I’ve always been an entrepreneur. I’ve also always loved to cook. I have vivid memories of me as a kid, creating fake businesses – usually a futuristic cupcake shop or something similar. At the age of seven, I started “Morgan’s Mutt Munchies” where I made and sold organic, healthy, and personalized dog treats. I donated all the profits to the Humane Society – almost $1000 over two years! This was really my first introduction into the true power of entrepreneurship. Over the past couple of years, I have combined my passions to form my own catering company, where I work with individual clients to personally cater any event. I’ve also recently taken on a huge extracurricular project: writing and publishing my own cookbook.
What has been the highlight of your career so far?
By far the highpoint has been appearing on The Food Network’s Chopped – first in August, 2015 and again in March, 2016. I’ve watched the Food Network from a very young age, and had made it a goal to someday make it on TV. The fact that I was able to do so at such as young age was absolutely incredible! It will always be a standout memory in my life.
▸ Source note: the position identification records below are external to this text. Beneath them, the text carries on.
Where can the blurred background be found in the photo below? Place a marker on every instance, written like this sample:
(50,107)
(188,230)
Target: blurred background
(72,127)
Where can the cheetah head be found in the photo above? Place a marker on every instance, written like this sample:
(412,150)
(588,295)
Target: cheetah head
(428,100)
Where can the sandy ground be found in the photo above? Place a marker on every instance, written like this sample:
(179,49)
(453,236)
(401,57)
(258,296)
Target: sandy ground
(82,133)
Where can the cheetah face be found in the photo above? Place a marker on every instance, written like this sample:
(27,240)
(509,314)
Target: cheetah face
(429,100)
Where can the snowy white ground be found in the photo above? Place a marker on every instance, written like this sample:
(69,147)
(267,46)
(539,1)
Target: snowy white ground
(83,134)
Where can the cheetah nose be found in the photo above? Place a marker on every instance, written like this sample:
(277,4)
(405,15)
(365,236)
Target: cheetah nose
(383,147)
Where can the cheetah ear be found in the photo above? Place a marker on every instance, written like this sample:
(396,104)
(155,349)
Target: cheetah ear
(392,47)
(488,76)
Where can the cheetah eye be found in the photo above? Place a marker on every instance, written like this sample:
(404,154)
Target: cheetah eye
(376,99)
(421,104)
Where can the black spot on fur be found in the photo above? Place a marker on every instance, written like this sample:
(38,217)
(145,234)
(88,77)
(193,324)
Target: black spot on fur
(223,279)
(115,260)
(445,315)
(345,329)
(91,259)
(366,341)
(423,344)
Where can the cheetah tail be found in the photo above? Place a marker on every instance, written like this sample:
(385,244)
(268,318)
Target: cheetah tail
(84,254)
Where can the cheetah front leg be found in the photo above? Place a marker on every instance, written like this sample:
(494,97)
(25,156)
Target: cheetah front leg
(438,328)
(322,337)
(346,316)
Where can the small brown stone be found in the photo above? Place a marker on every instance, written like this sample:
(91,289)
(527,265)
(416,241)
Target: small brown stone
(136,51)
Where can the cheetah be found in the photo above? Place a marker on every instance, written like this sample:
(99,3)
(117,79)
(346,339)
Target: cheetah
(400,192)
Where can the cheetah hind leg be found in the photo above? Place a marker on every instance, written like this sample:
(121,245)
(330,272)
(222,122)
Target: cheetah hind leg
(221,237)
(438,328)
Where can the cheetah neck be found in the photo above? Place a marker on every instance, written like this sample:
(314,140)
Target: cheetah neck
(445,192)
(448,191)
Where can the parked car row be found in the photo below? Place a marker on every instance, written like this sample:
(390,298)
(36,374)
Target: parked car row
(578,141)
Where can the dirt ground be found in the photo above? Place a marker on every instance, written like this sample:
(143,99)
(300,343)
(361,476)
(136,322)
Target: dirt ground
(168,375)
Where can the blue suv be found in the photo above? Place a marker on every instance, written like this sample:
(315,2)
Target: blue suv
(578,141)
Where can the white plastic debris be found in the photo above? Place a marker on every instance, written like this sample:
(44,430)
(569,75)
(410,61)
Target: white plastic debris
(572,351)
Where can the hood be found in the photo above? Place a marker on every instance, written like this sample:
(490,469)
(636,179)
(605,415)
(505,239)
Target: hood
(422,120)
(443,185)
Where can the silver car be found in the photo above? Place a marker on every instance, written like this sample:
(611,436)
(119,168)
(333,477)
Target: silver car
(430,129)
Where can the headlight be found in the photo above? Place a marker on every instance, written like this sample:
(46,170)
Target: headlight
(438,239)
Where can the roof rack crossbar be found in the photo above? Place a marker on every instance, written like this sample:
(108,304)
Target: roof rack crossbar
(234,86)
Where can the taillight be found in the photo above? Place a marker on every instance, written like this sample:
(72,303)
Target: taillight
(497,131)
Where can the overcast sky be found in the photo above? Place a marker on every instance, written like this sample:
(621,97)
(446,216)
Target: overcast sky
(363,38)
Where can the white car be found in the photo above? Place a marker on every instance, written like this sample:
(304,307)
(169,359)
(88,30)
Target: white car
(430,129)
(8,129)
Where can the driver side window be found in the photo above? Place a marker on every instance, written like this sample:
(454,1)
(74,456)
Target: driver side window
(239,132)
What important steps did you take in establishing your business?
Looking back, two steps were absolutely vital. First, getting some real world experience. Second was establishing mentors in the culinary and cookbook-writing industries. I truly don’t think I would be where I am today without their guidance and support.
What has been the most challenging part? The most rewarding?
My time working in some of Cleveland’s best restaurants as a prep and line cook have been both the most challenging and the most rewarding experiences of my entire life. The restaurant industry is far from glamorous, and the work can be excruciatingly hard. Prepping different ingredients or standing over a burner for hours can be extremely meticulous and sometimes downright boring! But seeing my work pay off through the finished dish is extremely rewarding and watching the joy someone gets when enjoying my food makes all the hard work worth it.
Any words of advice for other budding entrepreneurs?
Yes – my main advice is to plan ahead! In my catering company, it is critical to plan and prep products ahead of time. However, good planning vital for every business, and will save you a lot of stress in the long run. If you break down a long task over several days, it is much easier to accomplish on time and maintain the same quality work. Planning is particularly important when balancing school and work, which can be challenging at best. I try to view my business – particularly the cooking and prepping – as a refreshing break and change of pace from my schoolwork.
Who has been the most influential person in your business life so far?
Definitely my mom, thanks to her constant advice and investment in my early company. I would not be as accomplished as I am today without her professional guidance and support.
Do you think people are born entrepreneurs or that entrepreneurship can be learned?
Anyone can be an entrepreneur, all you need is an idea and something you are passionate about!
What would you like to learn next?
I’d like to expand my culinary repertoire, so I can provide my clients with an even broader list of possible dishes.
Who would you most like to meet?
Jacques Pepin, (French Chef and pioneer TV culinary expert), who I admire so much.